Environmental watchdog group in Chicago, Illinois

Friends of the Parks (FOTP) is a non-profit organization in Chicago, Illinois. Formed in 1975, it acts as a watchdog group and environmental advocate for the Chicago area. Specifically, it monitors the condition and safety of the Chicago Park District and the forest preserves of Cook County.

FOTP's office is in downtown Chicago.

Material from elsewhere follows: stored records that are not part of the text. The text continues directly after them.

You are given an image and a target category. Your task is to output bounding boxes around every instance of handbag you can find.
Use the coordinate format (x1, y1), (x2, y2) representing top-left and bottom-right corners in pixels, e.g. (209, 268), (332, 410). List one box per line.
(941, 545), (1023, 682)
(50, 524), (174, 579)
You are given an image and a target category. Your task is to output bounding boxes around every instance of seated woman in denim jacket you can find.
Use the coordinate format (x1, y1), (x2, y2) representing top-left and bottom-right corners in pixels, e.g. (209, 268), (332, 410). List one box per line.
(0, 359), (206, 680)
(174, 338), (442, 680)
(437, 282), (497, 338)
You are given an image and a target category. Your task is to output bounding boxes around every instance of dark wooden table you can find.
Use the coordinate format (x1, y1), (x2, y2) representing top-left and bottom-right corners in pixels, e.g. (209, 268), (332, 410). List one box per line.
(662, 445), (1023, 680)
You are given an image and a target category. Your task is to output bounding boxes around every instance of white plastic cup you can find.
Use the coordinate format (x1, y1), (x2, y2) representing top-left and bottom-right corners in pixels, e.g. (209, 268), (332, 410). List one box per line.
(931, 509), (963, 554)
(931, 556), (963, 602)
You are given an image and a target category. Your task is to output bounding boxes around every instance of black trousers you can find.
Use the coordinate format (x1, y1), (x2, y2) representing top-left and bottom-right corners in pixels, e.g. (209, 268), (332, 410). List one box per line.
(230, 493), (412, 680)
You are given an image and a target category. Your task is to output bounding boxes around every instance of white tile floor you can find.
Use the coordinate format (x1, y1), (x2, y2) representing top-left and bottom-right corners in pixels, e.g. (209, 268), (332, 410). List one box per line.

Its staff of approximately eight people relies on volunteer efforts for many of its activities.

Annual events organized by FOTP include the Earth Day Parks and Preserves Clean-up, mobilizing several thousand volunteers on a single day in April to beautify and clean over 100 Chicago area locations; and a black tie ball which features a charity auction.

FOTP provides environmental education programs for Chicago students through two programs: Nature Along the Lake (NAL) for elementary students, and the Earth Team, an after-school apprenticeship program for high school students.

FOTP encourages grassroots efforts to organize local park organizations and acts as a liaison for organizing volunteer events to maintain and improve Chicago area parks, forest preserves, and other greenspace.

On May 3, 2016, a statement released by Melody Hobson stated that the Lucas Museum of Narrative Art would seek a location outside Chicago after a protracted confrontation with FOTP over plans that would have erected a private museum with public greenspace in place of a lakefront parking lot.

In May 2018, Juanita Irizarry, Executive Director, said that Friends of the Parks "disagree with the choice to locate [the Obama Center] on public parkland rather than vacant land across the street from Washington Park." Nonetheless, Friends of the Parks did not join the lawsuit initiated by Protect our Parks against the Obama Center.